Making up for the first interception of his collegiate career (after 154 passes), Shapen hooked up with Holmes on a 28-yard TD pass that pushed the lead to 28-7 with 4:42 left in the period. Baylor had gotten the ball back near midfield after consecutive batted passes by nose tackle
Siaki Ika.
"I knew there had been holes in the middle of the field the whole game," said Holmes, who finished with a team-high three catches for 46 yards and his first receiving touchdown in two years. "I told Blake to hold it a little longer, and I'm going to sneak through one of those holes. He saw, and I saw green, and I just took it."
When Texas State failed to capitalize on a Williams fumble on Baylor's end of the field –
Chidi Ogbonnaya blocked a 46-yard field goal try by kicker Seth Keller – it turned into the
Richard Reese show.
First, the true freshman running back picked up 17 yards on a pass from Shapen, then he turned on the afterburners for a 52-yard TD run over the right side and a 35-7 lead.

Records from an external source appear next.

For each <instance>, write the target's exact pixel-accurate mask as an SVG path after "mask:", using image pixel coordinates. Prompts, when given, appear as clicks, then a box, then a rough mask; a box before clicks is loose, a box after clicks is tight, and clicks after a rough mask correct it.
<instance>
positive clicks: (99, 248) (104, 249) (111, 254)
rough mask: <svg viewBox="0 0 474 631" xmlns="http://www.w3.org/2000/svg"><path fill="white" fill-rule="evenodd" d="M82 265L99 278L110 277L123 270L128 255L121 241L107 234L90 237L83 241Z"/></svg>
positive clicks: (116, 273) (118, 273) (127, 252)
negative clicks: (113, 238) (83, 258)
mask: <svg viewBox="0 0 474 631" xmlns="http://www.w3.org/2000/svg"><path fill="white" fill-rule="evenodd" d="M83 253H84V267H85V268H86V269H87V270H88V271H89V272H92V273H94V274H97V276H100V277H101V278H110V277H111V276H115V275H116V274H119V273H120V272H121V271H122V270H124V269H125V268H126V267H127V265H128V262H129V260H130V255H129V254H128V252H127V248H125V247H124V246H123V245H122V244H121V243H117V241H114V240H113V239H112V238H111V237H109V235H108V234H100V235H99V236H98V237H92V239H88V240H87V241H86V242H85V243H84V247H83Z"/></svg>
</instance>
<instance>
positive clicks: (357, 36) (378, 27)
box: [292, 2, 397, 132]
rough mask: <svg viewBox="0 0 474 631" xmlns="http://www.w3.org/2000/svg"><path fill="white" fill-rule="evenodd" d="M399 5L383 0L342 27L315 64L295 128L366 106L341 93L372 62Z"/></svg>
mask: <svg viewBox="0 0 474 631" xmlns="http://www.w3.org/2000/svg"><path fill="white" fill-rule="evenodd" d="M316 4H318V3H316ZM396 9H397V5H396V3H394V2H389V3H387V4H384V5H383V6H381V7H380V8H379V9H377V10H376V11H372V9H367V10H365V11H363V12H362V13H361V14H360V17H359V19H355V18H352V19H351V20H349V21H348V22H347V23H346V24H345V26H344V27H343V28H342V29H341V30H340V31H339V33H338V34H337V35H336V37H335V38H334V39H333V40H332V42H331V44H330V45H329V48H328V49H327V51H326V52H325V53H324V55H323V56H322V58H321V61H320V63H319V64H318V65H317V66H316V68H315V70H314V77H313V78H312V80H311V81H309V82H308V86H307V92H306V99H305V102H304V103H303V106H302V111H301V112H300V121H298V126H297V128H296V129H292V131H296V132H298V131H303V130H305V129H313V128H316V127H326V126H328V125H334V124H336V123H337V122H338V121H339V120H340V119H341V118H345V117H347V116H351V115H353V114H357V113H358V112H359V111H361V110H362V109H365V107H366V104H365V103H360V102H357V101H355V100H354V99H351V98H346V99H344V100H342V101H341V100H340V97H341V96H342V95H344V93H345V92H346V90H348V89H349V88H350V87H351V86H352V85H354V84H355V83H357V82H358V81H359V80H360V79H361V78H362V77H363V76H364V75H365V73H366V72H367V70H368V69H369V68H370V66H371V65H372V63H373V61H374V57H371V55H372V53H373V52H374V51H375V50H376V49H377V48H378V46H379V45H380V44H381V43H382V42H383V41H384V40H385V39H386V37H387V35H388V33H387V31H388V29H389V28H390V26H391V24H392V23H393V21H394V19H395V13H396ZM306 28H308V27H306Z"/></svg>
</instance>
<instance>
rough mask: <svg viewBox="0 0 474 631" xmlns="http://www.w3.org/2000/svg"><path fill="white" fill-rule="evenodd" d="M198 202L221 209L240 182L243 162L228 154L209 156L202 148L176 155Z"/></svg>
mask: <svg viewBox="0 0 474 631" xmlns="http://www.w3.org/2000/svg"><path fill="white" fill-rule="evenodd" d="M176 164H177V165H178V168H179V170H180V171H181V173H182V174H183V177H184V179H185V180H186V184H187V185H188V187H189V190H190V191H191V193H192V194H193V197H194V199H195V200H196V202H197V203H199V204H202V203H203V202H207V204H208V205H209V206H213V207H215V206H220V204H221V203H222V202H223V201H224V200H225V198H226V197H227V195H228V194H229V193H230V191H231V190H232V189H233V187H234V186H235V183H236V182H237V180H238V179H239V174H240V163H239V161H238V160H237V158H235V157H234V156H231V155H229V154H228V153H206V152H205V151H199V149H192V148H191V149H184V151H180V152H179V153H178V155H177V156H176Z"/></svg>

"(The running back has) one read, and at a certain point you have to make the cut and go," Aranda said. "There is an element that you're running into this (waving his hands back and forth). You wish it would be clear, and it looks like this, and you have to kind of put your shoulders down and go through it. It takes a little moxie to do that, and he does that really well. And he was able to pop a few too, which helps confidence in everything."
After a three-and-out by the defense, which gave up zero points and just 116 yards total in the second half, Baylor had another quick strike with its second-straight two-play drive. After
Josh Fleeks picked up 45 yards with a nifty catch and run, Reese got back into the end zone for the third time on a five-yard TD run early in the fourth quarter.
The Bears did lose the turnover battle for the first time this year, 3-1, but finished with a 501-268 edge in total offense and held its third-straight opponent below 90 yards rushing (82 yards on 34 attempts). Bouncing back from a tough game at BYU, Shapen completed 15-of-26 passes for 184 yards and one touchdown and added the 35-yard TD run.
Baylor will open Big 12 play against Iowa State (3-0) at 11 a.m. next Saturday, Sept. 24, in Ames, Iowa, in a game that will be televised by ESPN2 or ESPNU. The Cyclones knocked off Iowa last week and routed Ohio University, 43-10, on Saturday.
"I would say that we always have that same energy going into each and every week," said senior safety
Al Walcott, who had a team-high nine tackles, two tackles for losses and his first-career forced fumble. "I'm not going say it's necessarily going to change (going into conference play), but I know that we're going to be even more dialed-in, most definitely."